The one notable exclusion criteria were those on ECMO or other mechanical circulatory support were not allowed in the trial.
The primary outcome was a sustained return of spontaneous circulation, but researchers also looked at survival and neurologic outcomes at 30 and 90 days after cardiac arrest. Baseline characteristics were similar between the two groups, and the mean age was 71 years old.
The researchers found that 42% of treatment group patients had successful return of spontaneous circulation compared to 33%in the placebo group. This was an absolute risk difference of 9% and was statistically significant. In this case, the number needed to treat is 11, meaning that 11 patients would have to be treated in order to achieve one additional return of spontaneous circulation.
This seems exciting, but when they looked at the data from day 30 and day 90 post cardiac arrest, they saw no improvement in survival or neurologic outcomes. In fact, survival was slightly but not significantly worse in the treatment group.
It’s funny, because you need to have return of spontaneous circulation in order to survive, so you’d think it would work as a proxy for 30- or 90-day survival, but clearly it doesn’t. So why didn’t this trial show the same promising results as previous smaller trials?

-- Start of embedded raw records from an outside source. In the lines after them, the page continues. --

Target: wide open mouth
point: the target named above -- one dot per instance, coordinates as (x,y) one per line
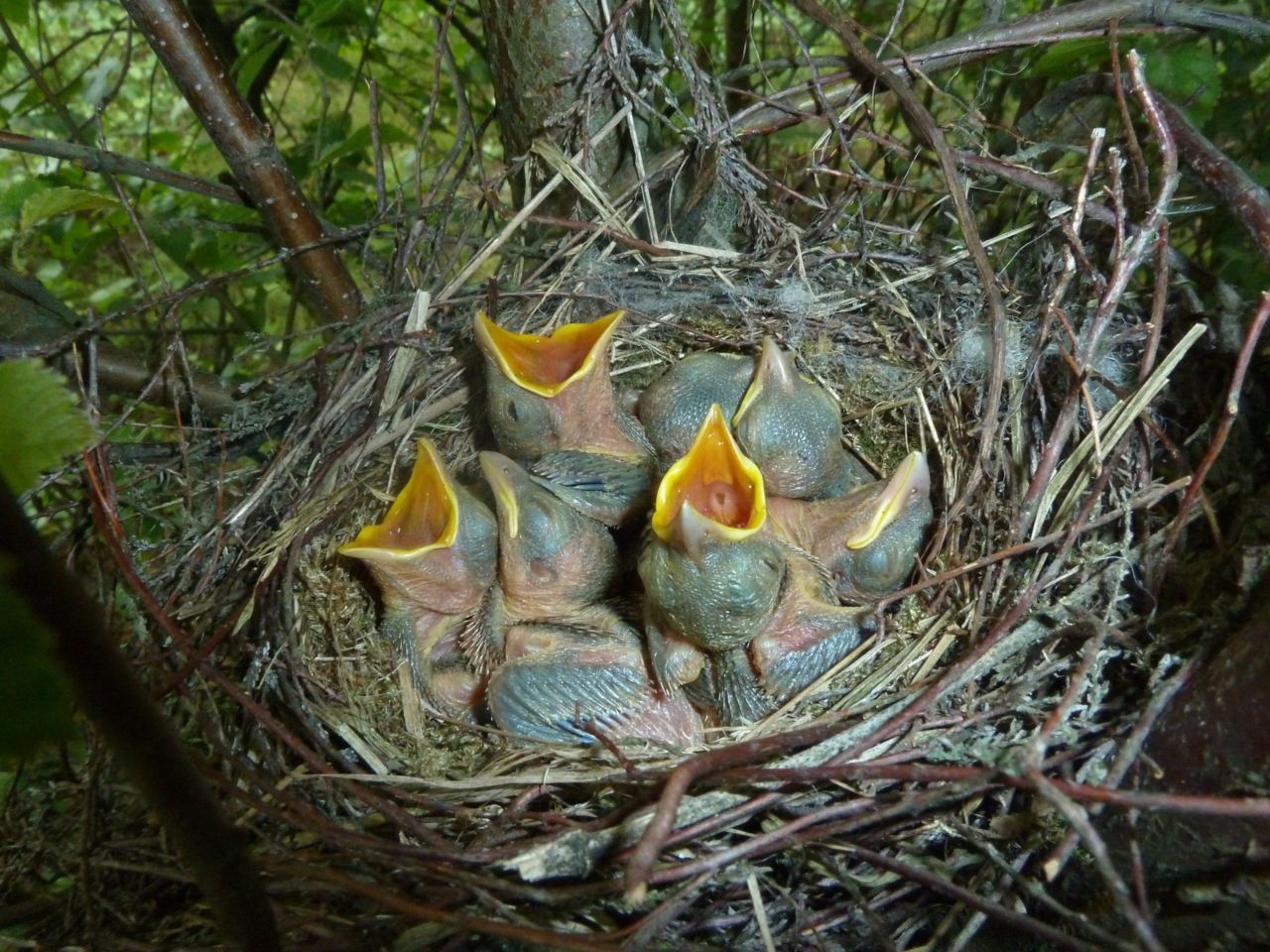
(547,365)
(423,518)
(911,481)
(714,481)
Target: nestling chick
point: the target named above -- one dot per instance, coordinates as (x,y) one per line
(553,405)
(706,569)
(552,560)
(792,428)
(435,557)
(568,675)
(675,405)
(867,538)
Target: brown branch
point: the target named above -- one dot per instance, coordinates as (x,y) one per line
(1229,412)
(1216,172)
(143,740)
(35,322)
(1021,921)
(928,131)
(248,148)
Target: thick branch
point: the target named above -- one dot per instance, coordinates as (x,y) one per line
(248,148)
(1058,23)
(1216,172)
(146,746)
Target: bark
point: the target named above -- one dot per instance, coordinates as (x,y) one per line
(539,51)
(248,148)
(143,740)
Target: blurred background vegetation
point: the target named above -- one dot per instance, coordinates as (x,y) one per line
(126,253)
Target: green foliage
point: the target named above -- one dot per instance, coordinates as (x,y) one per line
(54,202)
(41,422)
(35,702)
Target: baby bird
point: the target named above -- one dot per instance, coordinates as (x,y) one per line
(706,569)
(760,612)
(792,428)
(552,405)
(570,678)
(675,405)
(550,557)
(435,558)
(571,664)
(867,538)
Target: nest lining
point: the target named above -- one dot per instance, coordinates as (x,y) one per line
(890,341)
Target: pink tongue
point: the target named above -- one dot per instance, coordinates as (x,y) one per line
(720,502)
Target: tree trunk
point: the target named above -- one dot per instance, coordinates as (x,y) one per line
(539,53)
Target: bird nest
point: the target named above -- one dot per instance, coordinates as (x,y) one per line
(942,779)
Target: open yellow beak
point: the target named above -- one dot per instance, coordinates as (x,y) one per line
(423,518)
(547,365)
(911,481)
(714,488)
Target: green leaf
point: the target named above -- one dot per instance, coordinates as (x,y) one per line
(250,63)
(40,422)
(16,12)
(326,60)
(17,194)
(53,202)
(35,701)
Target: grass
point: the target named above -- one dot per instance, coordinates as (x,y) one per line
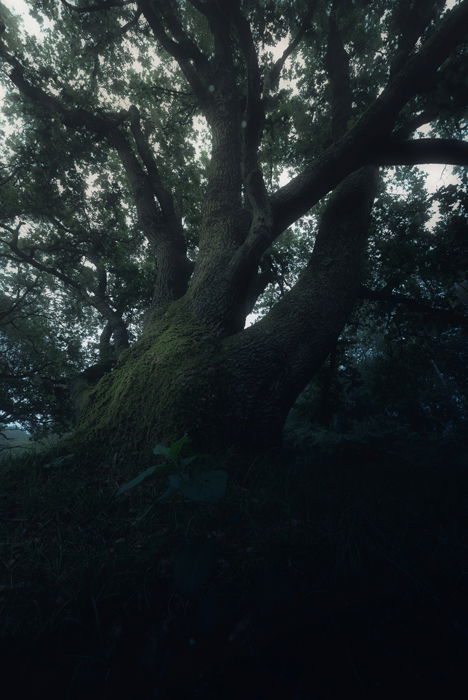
(334,555)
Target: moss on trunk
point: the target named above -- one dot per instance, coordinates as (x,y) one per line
(166,385)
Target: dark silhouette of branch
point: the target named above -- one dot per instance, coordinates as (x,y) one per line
(417,305)
(273,76)
(357,146)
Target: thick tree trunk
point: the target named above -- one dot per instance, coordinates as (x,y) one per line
(184,377)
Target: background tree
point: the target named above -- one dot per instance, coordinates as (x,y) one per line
(145,177)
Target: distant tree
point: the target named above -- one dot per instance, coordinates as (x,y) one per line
(142,191)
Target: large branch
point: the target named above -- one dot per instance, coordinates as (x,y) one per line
(337,65)
(392,299)
(356,147)
(272,78)
(163,195)
(253,125)
(191,60)
(420,151)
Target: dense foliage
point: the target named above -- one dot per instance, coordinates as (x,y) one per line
(81,261)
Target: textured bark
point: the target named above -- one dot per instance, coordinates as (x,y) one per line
(183,378)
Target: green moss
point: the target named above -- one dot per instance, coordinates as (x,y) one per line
(164,386)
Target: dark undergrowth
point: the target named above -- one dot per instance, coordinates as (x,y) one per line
(333,572)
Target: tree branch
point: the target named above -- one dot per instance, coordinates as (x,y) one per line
(163,195)
(271,82)
(253,125)
(337,65)
(191,60)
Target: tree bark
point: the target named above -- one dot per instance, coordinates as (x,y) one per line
(183,377)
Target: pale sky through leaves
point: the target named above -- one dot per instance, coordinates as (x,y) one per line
(437,175)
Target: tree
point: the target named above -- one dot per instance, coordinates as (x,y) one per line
(111,191)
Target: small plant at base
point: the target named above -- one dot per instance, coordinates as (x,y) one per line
(202,487)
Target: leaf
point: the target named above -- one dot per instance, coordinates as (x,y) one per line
(58,461)
(193,566)
(188,460)
(208,487)
(161,450)
(174,485)
(137,480)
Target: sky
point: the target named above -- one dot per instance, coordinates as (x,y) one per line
(437,175)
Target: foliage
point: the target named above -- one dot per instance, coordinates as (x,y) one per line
(79,268)
(201,486)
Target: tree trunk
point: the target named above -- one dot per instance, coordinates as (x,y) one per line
(183,376)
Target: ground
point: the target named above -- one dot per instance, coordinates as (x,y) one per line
(319,574)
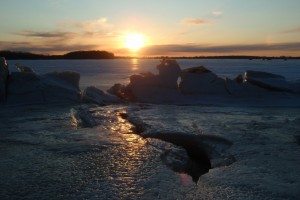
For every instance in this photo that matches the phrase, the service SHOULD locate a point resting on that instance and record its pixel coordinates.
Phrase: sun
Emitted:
(134, 41)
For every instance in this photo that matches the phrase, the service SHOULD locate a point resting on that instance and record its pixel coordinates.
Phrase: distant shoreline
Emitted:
(97, 55)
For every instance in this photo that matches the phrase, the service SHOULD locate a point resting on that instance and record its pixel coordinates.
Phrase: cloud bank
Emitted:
(195, 21)
(192, 49)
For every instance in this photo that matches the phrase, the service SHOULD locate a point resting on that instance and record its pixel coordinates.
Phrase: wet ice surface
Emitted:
(43, 156)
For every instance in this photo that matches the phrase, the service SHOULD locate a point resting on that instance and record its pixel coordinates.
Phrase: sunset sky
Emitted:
(163, 27)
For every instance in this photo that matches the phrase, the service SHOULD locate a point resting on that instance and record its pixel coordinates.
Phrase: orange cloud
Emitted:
(195, 21)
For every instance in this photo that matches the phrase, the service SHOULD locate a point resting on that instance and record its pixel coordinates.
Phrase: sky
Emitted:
(167, 27)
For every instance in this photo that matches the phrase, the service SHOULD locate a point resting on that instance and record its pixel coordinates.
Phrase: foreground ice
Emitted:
(43, 155)
(198, 85)
(198, 150)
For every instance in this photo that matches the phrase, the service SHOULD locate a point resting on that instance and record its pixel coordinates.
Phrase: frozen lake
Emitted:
(44, 156)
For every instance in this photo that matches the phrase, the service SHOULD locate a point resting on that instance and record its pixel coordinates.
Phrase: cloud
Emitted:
(91, 25)
(217, 13)
(44, 48)
(49, 34)
(218, 49)
(293, 30)
(195, 21)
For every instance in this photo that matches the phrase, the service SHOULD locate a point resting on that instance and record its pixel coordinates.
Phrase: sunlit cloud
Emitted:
(221, 49)
(97, 24)
(195, 21)
(293, 30)
(44, 48)
(48, 34)
(217, 13)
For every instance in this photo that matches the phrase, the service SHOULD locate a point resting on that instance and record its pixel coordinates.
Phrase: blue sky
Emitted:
(169, 27)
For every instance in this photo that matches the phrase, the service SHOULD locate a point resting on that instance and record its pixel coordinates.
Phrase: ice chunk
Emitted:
(95, 95)
(199, 80)
(266, 80)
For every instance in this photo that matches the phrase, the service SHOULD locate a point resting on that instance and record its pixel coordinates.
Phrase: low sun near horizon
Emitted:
(134, 41)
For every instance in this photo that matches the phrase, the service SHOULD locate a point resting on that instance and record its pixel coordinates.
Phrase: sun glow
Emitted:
(134, 41)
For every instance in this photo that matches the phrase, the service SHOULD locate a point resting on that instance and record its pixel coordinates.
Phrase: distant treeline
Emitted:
(14, 55)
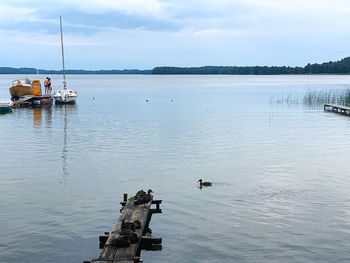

Well, there are a couple possible reasons. First, in previous trials, hydrocortisone was used which may be a more physiologic steroid. Second, in order to accurately reflect clinical practice, this trial allowed for drug administration by clinical staff rather than research staff as in previous trials. This may have resulted in a less timely administration of drug. It did appear that a small number of patients had a significant delay in drug administration which probably reflects normal clinical practice but may have affected outcomes. And third, the previous trials also had an overall younger cohort.
While over 500 patients were included, a good number ended up being excluded for various reasons, most commonly that they never received their first dose of epinephrine. This might limit how generalizable the study is. But maybe, the most important weakness of the study was the power. They powered it adequately for their primary outcome but had nowhere near enough statistical power to detect differences in the 30- and 90-day survival and neurologic outcomes. This is a shame, because if you really want to determine if something should be standard of care in guidelines, the 30-day survival and neurologic outcomes are the most crucial aspect.
So, while the intervention improved short term outcomes, the effectiveness in the longer term is still up for debate. A positive effect on return of spontaneous circulation is great, but in order for this to become standard practice, we’d like to see those 30- and 90-day outcomes improved as well.